Aliás, esse modelo de paridade com defasagem temporal não difere do que foi praticado nos anos FHC e Lula. Ocorre é que essa política funciona bem quando as cotações oscilam, mas não mudam de patamar para cima indefinidamente.
No que se refere à gestão Dilma/Graça Foster, não houve essa sorte. O desejo inicial era manter essa prática. Mas o petróleo foi subindo e a diretoria adiando os aumentos, na esperança de que fosse de curto prazo. Mas a commodity saltou para cima dos US$ 100 e lá ficou por três anos (não foram três semanas ou três meses). Nem a Petrobras tem balanço suficiente para aguentar tanto tempo vendendo combustível abaixo do preço, e nem o governo orçamento bastante para acomodar sempre os interesses dos caminhoneiros.
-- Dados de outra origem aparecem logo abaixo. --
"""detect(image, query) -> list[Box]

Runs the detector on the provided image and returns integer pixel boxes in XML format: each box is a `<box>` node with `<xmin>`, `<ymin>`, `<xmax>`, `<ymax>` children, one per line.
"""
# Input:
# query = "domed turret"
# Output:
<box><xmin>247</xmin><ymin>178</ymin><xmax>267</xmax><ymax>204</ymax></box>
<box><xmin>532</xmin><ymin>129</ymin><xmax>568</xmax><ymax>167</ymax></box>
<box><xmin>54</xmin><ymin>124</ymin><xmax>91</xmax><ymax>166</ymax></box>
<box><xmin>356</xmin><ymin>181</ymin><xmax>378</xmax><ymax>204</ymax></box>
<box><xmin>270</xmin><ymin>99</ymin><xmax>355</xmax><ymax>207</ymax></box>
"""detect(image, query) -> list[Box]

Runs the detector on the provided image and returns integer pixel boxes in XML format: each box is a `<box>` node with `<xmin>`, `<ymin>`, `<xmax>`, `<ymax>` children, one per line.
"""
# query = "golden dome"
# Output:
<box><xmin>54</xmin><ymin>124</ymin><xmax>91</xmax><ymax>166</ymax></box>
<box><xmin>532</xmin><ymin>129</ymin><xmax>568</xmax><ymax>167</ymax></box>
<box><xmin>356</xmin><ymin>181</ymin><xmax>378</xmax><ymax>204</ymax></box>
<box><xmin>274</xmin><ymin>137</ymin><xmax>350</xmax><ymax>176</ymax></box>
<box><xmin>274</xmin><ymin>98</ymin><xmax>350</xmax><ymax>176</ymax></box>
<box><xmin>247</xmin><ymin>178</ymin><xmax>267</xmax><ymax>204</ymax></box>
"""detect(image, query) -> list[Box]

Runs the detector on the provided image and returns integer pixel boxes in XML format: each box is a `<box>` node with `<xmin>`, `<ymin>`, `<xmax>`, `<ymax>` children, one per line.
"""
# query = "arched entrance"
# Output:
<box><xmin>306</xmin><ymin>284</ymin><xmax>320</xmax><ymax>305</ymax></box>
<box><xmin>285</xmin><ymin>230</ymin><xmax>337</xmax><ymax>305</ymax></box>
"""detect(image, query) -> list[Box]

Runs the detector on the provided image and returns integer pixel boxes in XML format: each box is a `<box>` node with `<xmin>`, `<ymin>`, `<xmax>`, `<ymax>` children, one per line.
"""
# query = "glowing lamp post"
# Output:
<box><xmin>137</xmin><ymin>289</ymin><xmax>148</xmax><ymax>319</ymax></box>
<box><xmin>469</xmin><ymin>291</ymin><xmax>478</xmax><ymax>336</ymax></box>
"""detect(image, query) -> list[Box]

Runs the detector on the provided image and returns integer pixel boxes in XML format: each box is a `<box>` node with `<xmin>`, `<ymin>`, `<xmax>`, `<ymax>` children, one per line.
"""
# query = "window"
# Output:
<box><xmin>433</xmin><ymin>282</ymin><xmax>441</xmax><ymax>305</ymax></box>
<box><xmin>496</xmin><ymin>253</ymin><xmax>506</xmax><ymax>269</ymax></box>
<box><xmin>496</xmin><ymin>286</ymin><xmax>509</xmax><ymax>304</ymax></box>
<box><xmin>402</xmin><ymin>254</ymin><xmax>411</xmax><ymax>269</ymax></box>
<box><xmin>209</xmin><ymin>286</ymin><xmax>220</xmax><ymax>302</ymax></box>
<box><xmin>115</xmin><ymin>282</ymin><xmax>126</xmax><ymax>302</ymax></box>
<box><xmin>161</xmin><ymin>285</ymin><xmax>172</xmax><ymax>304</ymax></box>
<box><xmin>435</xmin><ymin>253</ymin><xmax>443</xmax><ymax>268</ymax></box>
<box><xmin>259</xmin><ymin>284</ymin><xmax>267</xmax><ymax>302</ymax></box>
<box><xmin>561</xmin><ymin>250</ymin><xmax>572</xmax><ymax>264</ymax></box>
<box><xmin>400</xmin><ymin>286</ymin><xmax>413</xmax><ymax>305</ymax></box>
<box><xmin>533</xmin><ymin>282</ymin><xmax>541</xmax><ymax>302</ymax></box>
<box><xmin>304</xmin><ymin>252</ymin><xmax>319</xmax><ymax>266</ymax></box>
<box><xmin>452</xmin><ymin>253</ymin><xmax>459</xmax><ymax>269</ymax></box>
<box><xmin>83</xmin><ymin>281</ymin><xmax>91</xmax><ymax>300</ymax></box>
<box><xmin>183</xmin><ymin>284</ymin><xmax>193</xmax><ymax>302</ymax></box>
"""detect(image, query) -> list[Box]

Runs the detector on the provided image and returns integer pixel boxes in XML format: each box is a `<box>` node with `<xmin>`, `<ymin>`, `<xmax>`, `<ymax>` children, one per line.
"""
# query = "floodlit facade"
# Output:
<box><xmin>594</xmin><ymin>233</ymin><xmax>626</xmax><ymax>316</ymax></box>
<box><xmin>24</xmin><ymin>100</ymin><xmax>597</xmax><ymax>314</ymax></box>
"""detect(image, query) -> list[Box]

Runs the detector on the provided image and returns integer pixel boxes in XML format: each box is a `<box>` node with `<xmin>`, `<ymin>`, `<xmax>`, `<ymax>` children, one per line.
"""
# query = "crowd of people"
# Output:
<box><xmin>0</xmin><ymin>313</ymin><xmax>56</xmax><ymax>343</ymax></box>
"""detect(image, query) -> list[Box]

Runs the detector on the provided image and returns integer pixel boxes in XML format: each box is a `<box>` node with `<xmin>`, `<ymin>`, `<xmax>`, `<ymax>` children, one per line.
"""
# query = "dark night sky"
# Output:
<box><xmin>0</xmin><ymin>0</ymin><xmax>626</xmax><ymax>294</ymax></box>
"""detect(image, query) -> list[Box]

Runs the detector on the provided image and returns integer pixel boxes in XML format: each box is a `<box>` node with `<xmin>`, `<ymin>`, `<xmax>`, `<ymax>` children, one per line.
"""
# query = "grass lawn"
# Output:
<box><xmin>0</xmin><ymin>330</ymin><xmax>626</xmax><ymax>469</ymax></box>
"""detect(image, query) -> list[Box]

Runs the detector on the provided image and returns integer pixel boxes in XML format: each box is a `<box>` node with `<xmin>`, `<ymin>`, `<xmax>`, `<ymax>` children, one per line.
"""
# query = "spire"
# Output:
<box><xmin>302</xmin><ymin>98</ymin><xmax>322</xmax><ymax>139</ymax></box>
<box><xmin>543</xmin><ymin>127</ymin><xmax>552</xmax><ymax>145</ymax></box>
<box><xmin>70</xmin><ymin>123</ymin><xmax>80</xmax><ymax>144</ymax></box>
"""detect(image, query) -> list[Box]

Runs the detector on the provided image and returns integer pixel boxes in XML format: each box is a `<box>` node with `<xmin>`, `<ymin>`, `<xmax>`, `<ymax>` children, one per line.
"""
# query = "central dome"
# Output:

Medidas como a prática de fazer contratos de hedge de combustíveis, como proposto em artigo recente pelo professor Carlos Heitor Campani, ou mesmo a redução dos tributos, como está fazendo Bolsonaro, podem suavizar o repasse do preço no tempo. Nessa mesma linha, os Estados poderiam fazer o mesmo com o ICMS, e todos os entes federativos com os royalties e participações especiais. Mas nada disso impede que petróleo e dólar continuem altos e subindo, mais do que compensando todo o esforço que se possa fazer. E lá virão os caminhoneiros protestar, mais uma vez.
Apenas para referência, o barril de Brent está a US$ 64. O que ocorreria se a cotação voltasse ao patamar de US$ 100, o que implicaria em um aumento de mais 50%?
Se o que incomoda é o patamar de preço, a melhor alternativa é repassar o custo mais alto para a cadeia produtiva, para o conjunto da sociedade. Com os contratos de frete transferindo o risco de preço do combustível para os contratantes dos caminhoneiros, que por sua vez tentariam repassar para seus clientes, e assim por diante. Com o poder demonstrado de parar o Brasil, eles têm condições de negociar com quem os contrata. Só falta apontar o pleito para o lado certo.